Pygist: Gist is a very fast graphics library for 2D and 3D plots written directly for X11, but also ported to Mac and Windows. Gist is a part of the Yorick language (PS dead link but provided for reference). Pygist contain the Python bindings, read about it here. A recent version of Pygist can (by Sep 2012 make that "could"...) be found here. Pygist is currently also a part of a distribution of Python packages called Scipy, that can be found here.
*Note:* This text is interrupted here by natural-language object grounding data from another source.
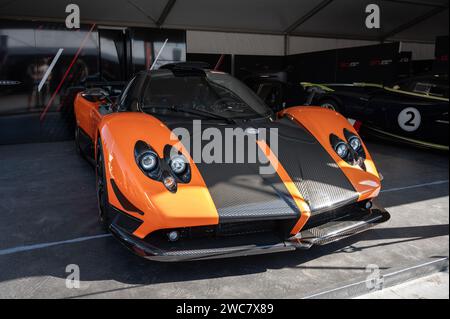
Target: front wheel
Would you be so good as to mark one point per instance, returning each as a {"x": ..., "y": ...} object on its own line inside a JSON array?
[{"x": 102, "y": 190}]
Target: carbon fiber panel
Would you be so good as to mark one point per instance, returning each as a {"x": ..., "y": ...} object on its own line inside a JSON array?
[{"x": 317, "y": 176}]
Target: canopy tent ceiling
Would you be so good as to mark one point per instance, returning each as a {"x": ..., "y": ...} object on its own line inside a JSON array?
[{"x": 408, "y": 20}]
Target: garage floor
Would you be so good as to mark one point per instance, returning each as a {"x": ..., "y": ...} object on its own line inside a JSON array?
[{"x": 48, "y": 220}]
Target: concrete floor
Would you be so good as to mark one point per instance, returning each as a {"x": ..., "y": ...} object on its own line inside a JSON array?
[
  {"x": 434, "y": 286},
  {"x": 47, "y": 196}
]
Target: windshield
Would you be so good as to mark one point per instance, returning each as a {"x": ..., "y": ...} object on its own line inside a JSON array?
[
  {"x": 218, "y": 95},
  {"x": 435, "y": 86}
]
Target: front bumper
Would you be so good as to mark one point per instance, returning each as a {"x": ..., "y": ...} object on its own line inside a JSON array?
[{"x": 200, "y": 249}]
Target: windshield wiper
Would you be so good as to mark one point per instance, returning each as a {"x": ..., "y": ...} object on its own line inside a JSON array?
[{"x": 204, "y": 114}]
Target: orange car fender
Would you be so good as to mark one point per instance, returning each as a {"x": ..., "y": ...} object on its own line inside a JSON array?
[
  {"x": 191, "y": 205},
  {"x": 321, "y": 122}
]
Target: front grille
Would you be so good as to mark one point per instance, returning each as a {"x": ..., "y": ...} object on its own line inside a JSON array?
[
  {"x": 243, "y": 228},
  {"x": 279, "y": 228}
]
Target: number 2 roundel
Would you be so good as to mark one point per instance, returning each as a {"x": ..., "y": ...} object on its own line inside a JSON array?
[{"x": 409, "y": 119}]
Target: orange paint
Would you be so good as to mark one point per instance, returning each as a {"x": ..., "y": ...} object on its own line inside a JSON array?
[
  {"x": 321, "y": 123},
  {"x": 190, "y": 206},
  {"x": 290, "y": 186}
]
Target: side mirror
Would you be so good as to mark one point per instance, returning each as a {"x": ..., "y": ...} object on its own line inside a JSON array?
[
  {"x": 105, "y": 109},
  {"x": 95, "y": 95}
]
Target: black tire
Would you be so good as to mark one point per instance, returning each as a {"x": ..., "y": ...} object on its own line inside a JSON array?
[
  {"x": 331, "y": 105},
  {"x": 77, "y": 141},
  {"x": 102, "y": 189}
]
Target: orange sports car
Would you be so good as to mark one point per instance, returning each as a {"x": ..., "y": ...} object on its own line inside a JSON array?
[{"x": 177, "y": 178}]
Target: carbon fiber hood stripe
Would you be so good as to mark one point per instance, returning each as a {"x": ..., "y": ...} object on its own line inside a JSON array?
[
  {"x": 240, "y": 192},
  {"x": 317, "y": 176}
]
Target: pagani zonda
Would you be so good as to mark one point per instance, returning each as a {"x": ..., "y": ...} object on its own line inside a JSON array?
[
  {"x": 413, "y": 111},
  {"x": 165, "y": 206}
]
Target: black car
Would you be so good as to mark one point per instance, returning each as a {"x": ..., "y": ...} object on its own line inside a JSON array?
[
  {"x": 276, "y": 91},
  {"x": 413, "y": 111}
]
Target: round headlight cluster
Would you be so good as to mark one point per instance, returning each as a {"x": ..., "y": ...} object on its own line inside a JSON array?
[
  {"x": 149, "y": 161},
  {"x": 355, "y": 143},
  {"x": 342, "y": 150},
  {"x": 178, "y": 164}
]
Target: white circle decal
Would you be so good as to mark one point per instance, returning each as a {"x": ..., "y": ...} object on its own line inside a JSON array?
[{"x": 409, "y": 119}]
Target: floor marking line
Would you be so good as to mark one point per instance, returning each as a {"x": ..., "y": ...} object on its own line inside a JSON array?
[
  {"x": 49, "y": 70},
  {"x": 19, "y": 249},
  {"x": 414, "y": 186}
]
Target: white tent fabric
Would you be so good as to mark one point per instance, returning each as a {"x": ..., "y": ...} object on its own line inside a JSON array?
[{"x": 408, "y": 20}]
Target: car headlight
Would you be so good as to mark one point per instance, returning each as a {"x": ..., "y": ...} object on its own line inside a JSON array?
[
  {"x": 355, "y": 143},
  {"x": 342, "y": 150},
  {"x": 148, "y": 161},
  {"x": 178, "y": 164}
]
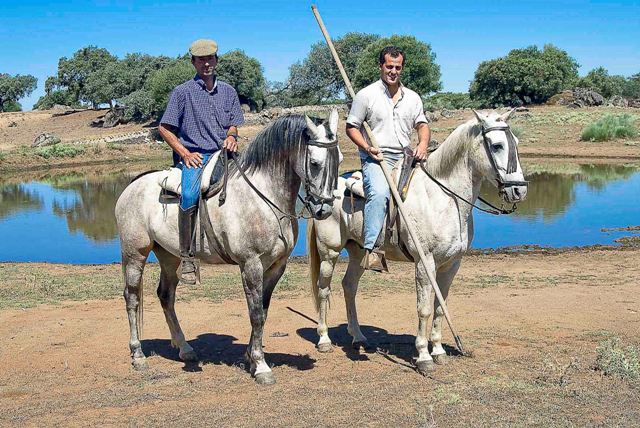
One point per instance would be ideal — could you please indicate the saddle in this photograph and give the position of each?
(213, 180)
(403, 171)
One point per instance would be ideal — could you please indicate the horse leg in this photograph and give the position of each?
(270, 279)
(132, 268)
(324, 291)
(424, 362)
(444, 278)
(252, 281)
(167, 294)
(350, 287)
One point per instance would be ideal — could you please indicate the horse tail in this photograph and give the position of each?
(314, 263)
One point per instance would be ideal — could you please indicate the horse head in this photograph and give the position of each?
(501, 165)
(318, 165)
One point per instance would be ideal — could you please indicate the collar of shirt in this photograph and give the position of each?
(385, 89)
(203, 85)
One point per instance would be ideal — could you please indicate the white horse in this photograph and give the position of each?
(256, 228)
(482, 148)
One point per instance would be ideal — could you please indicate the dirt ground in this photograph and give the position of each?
(533, 320)
(544, 131)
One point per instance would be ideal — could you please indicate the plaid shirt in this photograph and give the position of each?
(202, 117)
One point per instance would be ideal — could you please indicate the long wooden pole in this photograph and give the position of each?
(392, 187)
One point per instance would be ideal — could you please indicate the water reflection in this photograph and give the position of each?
(552, 188)
(91, 212)
(69, 217)
(15, 198)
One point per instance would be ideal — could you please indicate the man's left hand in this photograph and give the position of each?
(231, 144)
(420, 152)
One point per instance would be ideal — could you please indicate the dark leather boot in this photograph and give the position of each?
(186, 232)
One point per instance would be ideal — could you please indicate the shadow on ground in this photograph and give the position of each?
(222, 349)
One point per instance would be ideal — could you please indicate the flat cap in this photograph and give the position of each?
(203, 47)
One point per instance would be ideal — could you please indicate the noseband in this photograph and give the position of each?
(512, 163)
(310, 196)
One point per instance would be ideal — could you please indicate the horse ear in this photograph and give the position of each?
(333, 121)
(313, 129)
(506, 116)
(479, 117)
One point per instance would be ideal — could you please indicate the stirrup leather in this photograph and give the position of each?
(375, 261)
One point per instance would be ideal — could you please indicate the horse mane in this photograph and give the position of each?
(275, 143)
(442, 161)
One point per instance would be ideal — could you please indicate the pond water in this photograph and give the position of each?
(69, 218)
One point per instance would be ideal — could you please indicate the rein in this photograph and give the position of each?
(494, 210)
(512, 165)
(310, 196)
f2py: Makes connecting Fortran subroutines a breeze! Also a part of Scipy. A complete example: wrap this subroutine in a Python function returning "dist":

[avle@tindved test]$ cat r1.f90
subroutine r1(x,y,n,dist)
  real x(n),y(n)
!f2py intent(out) dist
  xl=0.0 ; yl=0.0 ; vp=0.0
  do i=1,n
     xl=xl + x(i)**2 ;  yl=yl + y(i)**2
     vp=vp + x(i)*y(i)
  end do
  if(vp>=0.0)then
    dist = acos(sqrt(vp/(xl*yl)))
  else
    dist = 4*atan(1.0)-acos(sqrt(-vp/(xl*yl)))
  end if
end subroutine r1

[avle@tindved test]$ ls
r1.f90
[avle@tindved test]$ f2py -c -m r1 --fcompiler=g95 r1.f90
..lots of output...
[avle@tindved test]$ ls
r1.f90  r1.so*
[avle@tindved test]$ python2
Python 2.2.3 (#1, Feb 15 2005, 02:41:06) 
[GCC 3.2.3 20030502 (Red Hat Linux 3.2.3-49)] on linux2
Type "help", "copyright", "credits" or "license" for more information.
>>> import Numeric as nx, r1
>>> a=nx.array((2.3,2.2)) ; b=nx.array((3.2,2.1))
>>> r1.r1(a,b)
1.2827057838439941
>>> 
Update 2012: f2py has been included in numpy for a long time. If you download and install the 32 bit Windows installer, there will be a script called f2py.py, for me located in "\Python27\Scripts", that can be executed directly in DOS. With MinGW gfortran use the command
  f2py.py -c -m r1 --fcompiler=gfortran r1.f90
to build the example above.

Some unix functionality on the python prompt ala matlab:

(the wrap() function is stolen from some script I found on the net some time), to make the commands available:
download unix.py and put it into your $PYTHONPATH, insert this line into ~/.pythonrc or execute manually:
  from unix import *
on the python prompt you now have the following commands available
  ls                        runs "/bin/ls -F -s"
  lsd(dirname)              runs "ls "
  ll                        runs ls -ltr
  cd(dirname)               same as "cd dirname"
  cat(filename)             same as "cat filename"
  less(filename)            same as "less filename"
  emacs(filename])          invoke "emacs -nw filename"
  eog(imagefilename)
  acroread(pdffilename)
  gv(postscriptfile)
  pwd                       same as pwd
  rm(filename)
  rmdir(dirname)

Other interesting tools/resources:

www.python.org has its own page for Scientific computing ,with links to lots of resources, e.g. plotting with Pgplot and Python.

Matplotlib. This is a rapidly developing package for plotting with python, and already is on par with Gist featurewise. It is maybe The package to watch for publication quality plotting in python, but still suffer from a few rough corners. Its quiver and pcolor routines are e.g. extremely slow for anything except toy datasets.

Scipy: an attempt to integrate several well known packages, e.g. Numeric python, spline algorithms from netlib, Lapack pieces, Gist, fft and more.

ScientificPython: utility stuff, e.g. netCDF support.

Paul Dubois has written a summary of some of LLNL's Python activities in climate modeling.